NO LIMITS ! c’est le commandement de notre époque: on nous enjoint de nous dépasser, on veut repousser les limites, battre les records, abolir les frontières, l’art se veut transgressif, on nous propose des forfaits illimités, etc…
Illimité, voilà un argument publicitaire définitif. Insidieusement, nous sommes ainsi éduqués à ne pas admettre que notre activité sur Terre a des limites. Obstacles administratifs, contraintes financières, carcans réglementaires, le sens péjoratif de ces termes dit assez notre difficulté à accepter des limites à la liberté d’agir. Et naturellement, la religion de la croissance est habitée par la négation des limites. quelles qu’elles soient :
  • négation des limites de l’animal humain, sa durée de vie et ses capacités physiques, même augmentées de tout ce que l’ingéniosité des sociétés humaines a pu produire,
  • négation des limites de la planète, de son équilibre et de ses ressources.
On peut envisager plusieurs catégories de limites :
  •  il y a ce qu’on ne peut dépasser, les maxima possibles,
  • mais aussi les séparations, les frontières, les cloisonnements ;
  •  il y a des limites physiques ou concrètes,
  •  il y en a d’autres virtuelles ou même morales.
  • Ces limites concernent des choses très diverses: croissance, extension, déplacement de personnes, d’objets, performance, invention nouvelle.
Malgré son contenu très multiforme, l’idée de limite est le plus souvent pensée comme une chose qui doit être dépassée un jour ou l’autre, comme un interdit à transgresser, un au delà à explorer, un mur à faire tomber.

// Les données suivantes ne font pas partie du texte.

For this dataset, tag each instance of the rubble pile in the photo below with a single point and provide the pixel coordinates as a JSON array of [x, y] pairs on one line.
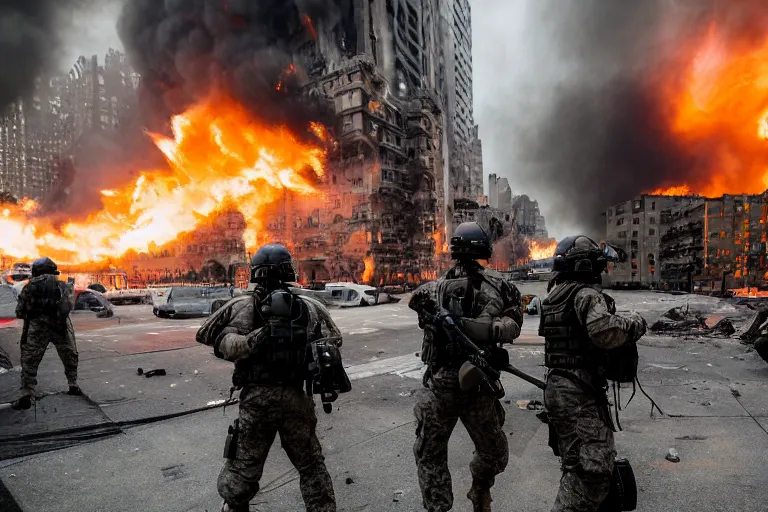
[[682, 322], [756, 333]]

Accepter des limites, ce serait renoncer au Progrès
qui n’avance que par leur remise en cause. Il y a du vrai dans cette dialectique, mais on en déduit un peu vite que toute limite « est faite » pour être franchie, puis abolie, comme les records « sont faits » pour être battus. « Quelle limite n’a pas été dépassée ? » lit-on dans une publicité moquant ceux qui craignaient les premières ascensions, la vitesse donnée par les moteurs, l’électricité, etc…
Aujourd’hui, une limite, ce serait un archaïsme, au mieux une survivance, un défi à l’inventivité humaine, un barrage à la mobilité, à la fluidité, bref un obstacle à la bonne marche du monde.

Or
voici que parallèlement, la conscience des limites terrestres apparaît peu à peu. Malthus au XIXe siècle et ses héritiers du Club de Rome des années 1970 se sont peut-être trompés sur les modalités précises, mais ils avaient cependant raison sur le principe. L’empreinte écologique des hommes dépasse ce que la Terre peut supporter à long terme sans dommages, et nous mangeons le capital que nous devrions léguer à nos successeurs. Même si elle est difficile à définir avec précision, il existe effectivement une limite globale (mot juste s’agissant de la Terre) à notre développement, et nous sommes en train de la franchir. Parallèlement, le dépassement de certains seuils par l’économie mondiale galopante devient de plus en plus évident et une opposition à cette course effrénée se manifeste.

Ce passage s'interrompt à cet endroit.